HEIDELBERG has made a positive start to financial year 2025/26. Thanks to the healthy order backlog from the previous year, sales in the first quarter were well up on the previous year’s figure at € 466m (corresponding quarter of previous year: €403m).
Business in Europe and Asia developed particularly positively during this period. In the case of Asia, this demonstrates that Heidelberg is further strengthening its position in such future markets.
The adjusted operating result (EBITDA) also improved significantly, to €20m (corresponding quarter of previous year: € –9m). The adjusted EBITDA margin, which did not include any special items during the reporting period, rose accordingly to 4.4% after three months (equivalent quarter of previous year: –2.3%).
Besides the growing sales volume and improved production capacity utilisation, the cost-cutting measures introduced by the company also had an impact in this regard. Systematically implementing both the plan for the future and efficiency improvements is having a positive effect on profitability in the current financial year. A full year after drupa, incoming orders of € 559m in the first quarter (previous year’s figure: €701m) continued to create a solid basis for positive business development, with the company’s successful participation in the China Print trade show also playing a role.
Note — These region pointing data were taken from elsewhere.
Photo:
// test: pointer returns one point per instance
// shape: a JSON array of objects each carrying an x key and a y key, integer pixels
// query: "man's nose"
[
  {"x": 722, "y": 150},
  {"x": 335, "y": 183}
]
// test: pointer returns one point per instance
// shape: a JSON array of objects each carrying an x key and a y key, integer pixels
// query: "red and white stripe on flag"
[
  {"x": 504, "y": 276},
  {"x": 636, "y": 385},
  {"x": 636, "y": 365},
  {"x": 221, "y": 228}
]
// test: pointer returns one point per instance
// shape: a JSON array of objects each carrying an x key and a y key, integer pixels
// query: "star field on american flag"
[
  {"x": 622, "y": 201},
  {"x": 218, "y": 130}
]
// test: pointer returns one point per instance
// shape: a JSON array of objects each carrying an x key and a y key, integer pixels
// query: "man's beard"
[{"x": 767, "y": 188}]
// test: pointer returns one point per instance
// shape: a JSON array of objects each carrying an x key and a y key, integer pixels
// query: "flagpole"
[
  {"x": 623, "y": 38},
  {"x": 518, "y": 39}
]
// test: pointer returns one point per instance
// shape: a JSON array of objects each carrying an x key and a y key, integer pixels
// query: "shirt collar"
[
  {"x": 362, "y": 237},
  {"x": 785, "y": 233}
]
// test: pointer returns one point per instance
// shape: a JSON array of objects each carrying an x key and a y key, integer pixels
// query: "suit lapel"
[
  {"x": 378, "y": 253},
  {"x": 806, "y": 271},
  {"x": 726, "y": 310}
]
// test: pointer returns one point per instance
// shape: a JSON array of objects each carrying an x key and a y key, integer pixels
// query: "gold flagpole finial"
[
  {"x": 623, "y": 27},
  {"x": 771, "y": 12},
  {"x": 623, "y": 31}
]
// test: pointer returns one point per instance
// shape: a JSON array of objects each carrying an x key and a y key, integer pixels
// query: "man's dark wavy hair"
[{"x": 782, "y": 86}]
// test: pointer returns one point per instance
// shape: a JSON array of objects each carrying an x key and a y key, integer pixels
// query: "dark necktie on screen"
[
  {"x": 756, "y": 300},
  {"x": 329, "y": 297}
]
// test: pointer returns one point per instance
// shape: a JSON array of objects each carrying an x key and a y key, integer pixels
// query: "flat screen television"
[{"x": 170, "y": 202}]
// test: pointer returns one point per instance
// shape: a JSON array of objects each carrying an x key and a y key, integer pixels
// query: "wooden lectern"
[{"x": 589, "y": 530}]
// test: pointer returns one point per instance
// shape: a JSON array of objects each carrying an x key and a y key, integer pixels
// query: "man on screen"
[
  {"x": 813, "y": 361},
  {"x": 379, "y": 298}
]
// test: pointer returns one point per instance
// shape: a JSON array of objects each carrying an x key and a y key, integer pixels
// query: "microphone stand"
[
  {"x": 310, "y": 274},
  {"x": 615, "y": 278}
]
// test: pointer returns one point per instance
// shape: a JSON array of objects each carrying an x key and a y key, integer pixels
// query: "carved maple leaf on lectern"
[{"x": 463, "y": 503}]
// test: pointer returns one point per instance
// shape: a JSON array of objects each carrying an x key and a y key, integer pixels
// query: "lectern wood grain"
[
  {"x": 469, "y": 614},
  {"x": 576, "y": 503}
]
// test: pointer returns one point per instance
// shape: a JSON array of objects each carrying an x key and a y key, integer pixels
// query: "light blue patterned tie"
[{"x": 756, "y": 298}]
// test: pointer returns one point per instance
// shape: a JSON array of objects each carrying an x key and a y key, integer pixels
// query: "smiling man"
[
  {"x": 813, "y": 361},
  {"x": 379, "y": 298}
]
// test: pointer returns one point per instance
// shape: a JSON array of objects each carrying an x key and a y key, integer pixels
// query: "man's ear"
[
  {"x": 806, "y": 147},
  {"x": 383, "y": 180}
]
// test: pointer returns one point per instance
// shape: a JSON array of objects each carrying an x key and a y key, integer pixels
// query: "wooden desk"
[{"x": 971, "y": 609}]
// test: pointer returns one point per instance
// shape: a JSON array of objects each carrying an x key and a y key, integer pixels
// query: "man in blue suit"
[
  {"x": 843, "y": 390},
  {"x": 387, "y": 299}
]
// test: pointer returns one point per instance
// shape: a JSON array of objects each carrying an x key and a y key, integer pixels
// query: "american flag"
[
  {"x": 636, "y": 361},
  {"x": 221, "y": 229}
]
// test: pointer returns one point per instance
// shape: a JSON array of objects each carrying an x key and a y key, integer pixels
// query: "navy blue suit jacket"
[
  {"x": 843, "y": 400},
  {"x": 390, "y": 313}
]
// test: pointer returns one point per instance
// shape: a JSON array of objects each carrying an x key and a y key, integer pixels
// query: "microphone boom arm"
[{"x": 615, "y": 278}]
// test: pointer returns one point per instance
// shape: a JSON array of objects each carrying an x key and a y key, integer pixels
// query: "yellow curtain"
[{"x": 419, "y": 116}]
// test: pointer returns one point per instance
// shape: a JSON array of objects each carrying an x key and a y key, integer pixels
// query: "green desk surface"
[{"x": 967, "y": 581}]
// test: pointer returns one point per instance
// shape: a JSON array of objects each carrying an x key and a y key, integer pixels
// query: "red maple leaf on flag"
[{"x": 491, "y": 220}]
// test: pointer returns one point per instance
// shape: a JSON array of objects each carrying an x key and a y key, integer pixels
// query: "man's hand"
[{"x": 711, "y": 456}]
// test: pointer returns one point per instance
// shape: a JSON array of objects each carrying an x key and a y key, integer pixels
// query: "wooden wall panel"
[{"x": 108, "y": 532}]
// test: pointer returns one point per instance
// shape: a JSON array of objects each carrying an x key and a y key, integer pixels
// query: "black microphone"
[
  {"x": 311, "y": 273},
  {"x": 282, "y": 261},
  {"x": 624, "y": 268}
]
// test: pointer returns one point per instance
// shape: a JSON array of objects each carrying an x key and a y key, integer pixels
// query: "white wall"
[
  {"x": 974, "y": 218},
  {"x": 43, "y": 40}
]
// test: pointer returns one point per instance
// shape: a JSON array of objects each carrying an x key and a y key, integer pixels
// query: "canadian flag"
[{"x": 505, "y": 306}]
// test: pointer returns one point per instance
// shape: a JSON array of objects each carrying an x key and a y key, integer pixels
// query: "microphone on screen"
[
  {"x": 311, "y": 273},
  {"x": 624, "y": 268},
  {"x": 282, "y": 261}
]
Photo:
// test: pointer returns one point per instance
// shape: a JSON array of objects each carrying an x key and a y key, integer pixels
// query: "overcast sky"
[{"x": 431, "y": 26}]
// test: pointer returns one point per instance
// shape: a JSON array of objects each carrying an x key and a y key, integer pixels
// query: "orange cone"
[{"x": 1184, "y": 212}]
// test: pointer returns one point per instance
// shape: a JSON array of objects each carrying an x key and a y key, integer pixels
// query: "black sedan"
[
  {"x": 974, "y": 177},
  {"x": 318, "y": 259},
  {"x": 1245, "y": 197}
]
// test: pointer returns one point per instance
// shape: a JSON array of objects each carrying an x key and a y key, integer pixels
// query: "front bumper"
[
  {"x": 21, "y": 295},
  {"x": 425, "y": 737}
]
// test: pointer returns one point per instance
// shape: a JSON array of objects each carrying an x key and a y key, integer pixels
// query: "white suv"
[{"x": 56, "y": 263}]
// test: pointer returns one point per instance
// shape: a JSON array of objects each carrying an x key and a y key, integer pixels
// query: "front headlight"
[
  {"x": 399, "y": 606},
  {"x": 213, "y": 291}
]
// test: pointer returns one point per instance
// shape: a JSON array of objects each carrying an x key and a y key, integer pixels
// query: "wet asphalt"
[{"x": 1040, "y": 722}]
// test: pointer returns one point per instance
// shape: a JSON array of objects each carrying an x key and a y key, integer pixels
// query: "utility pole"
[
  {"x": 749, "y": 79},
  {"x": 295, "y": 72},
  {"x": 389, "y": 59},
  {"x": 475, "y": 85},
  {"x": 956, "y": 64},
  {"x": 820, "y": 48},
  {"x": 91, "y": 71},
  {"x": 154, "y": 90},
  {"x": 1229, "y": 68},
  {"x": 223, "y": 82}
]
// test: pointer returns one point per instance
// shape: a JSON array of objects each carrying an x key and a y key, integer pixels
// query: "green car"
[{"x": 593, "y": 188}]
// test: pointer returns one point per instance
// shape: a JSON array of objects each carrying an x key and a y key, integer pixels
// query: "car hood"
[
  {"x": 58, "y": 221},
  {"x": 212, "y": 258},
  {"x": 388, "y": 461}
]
“Thanks to our global market position and an improved cost basis, we have made a good start to the new financial year,” said Jürgen Otto, CEO. “Strategic measures in our core business, together with new options in the Technology segment and our move into the defence sector, give us cause to feel very confident about the prospects for the year as a whole.”
Following a positive start, the forecast for financial year 2025/26 is confirmed. In view of macroeconomic developments, taking into account the various opportunities and risks, and assuming the global economy does not see weaker growth than predicted by the relevant institutions, the company is expecting sales of around €2,350m in financial year 2025/26 (2024/25: € 2,280m). The EBITDA margin adjusted for special items is predicted to rise to as much as 8% (previous year: 7.1%).